Il se prétend détenteur du pouvoir suprême et c’est en le voyant ainsi affublé d’un costume trois pièces aux côtés de sa blonde platine – la reine –, que l’on revient dans notre sphère parlementaire où le recours au 49.3, la gouvernance par décret, fait toujours fureur.
Ça finit toujours par aller…
Quel pied de nez à la misère, lorsque la conseillère de la reine et cette dernière se prélassent contre le billard alors que le chaos règne au dehors. Elles se fatiguent d’elles-mêmes en faisant rouler les billes pour écraser leur ennui.
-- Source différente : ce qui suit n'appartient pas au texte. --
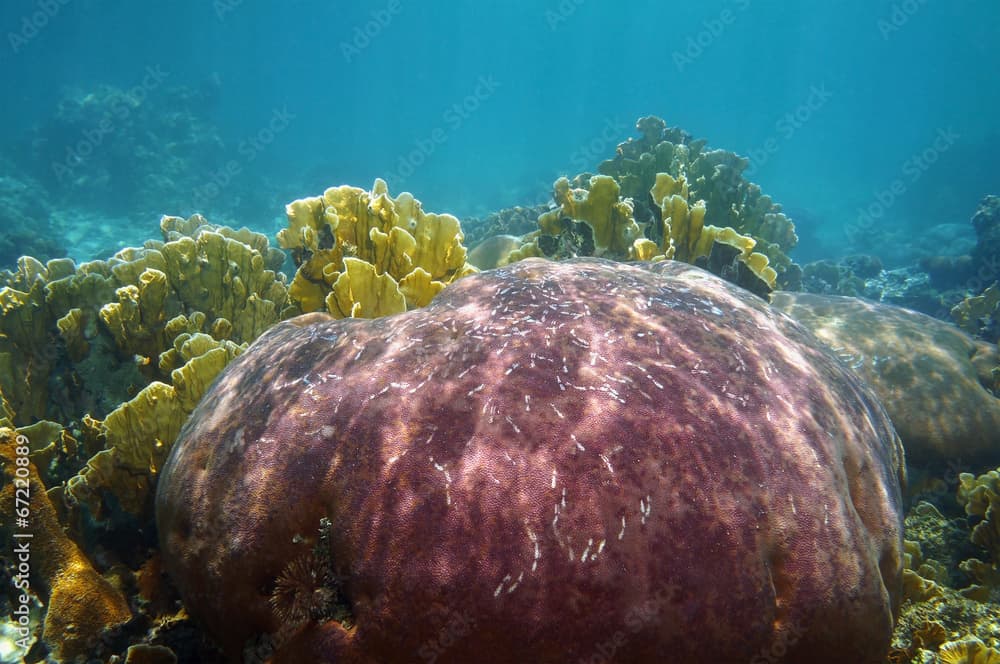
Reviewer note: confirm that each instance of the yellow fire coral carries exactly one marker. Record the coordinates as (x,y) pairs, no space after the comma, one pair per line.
(688,239)
(81,604)
(140,432)
(601,208)
(365,254)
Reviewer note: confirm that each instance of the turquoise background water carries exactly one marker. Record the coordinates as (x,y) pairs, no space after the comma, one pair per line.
(475,106)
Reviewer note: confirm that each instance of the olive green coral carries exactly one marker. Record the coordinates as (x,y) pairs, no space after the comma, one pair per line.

Et pourtant, ce sont bien les vieux rouages de ce système politique en faillite qui auraient besoin de leur huile de coude. Le port altier et la démarche énergique du roi ne sont plus que les fantômes d’un monde révolu. Il semble, lui aussi, contaminé par l’indifférence de sa compagne à l’égard de la situation et il déclame ce mantra, devenu obsolète face à la révolte : malgré tout, « ça ira » – un clin d’œil au refrain des sans-culottes en 1792 :« Ah ça ira, ça ira, ça ira, les aristocrates on les pendra ! »
Face à ce tableau de personnalités apathiques, on se dit d’abord que la « Fin de Louis », qu’annonce le titre, sera bénéfique pour les Français. Mais en regard des tête-à-tête musclés entre les divers représentants des assemblées, on peut se demander si le peuple est vraiment prêt pour la liberté. La suite au prochain épisode.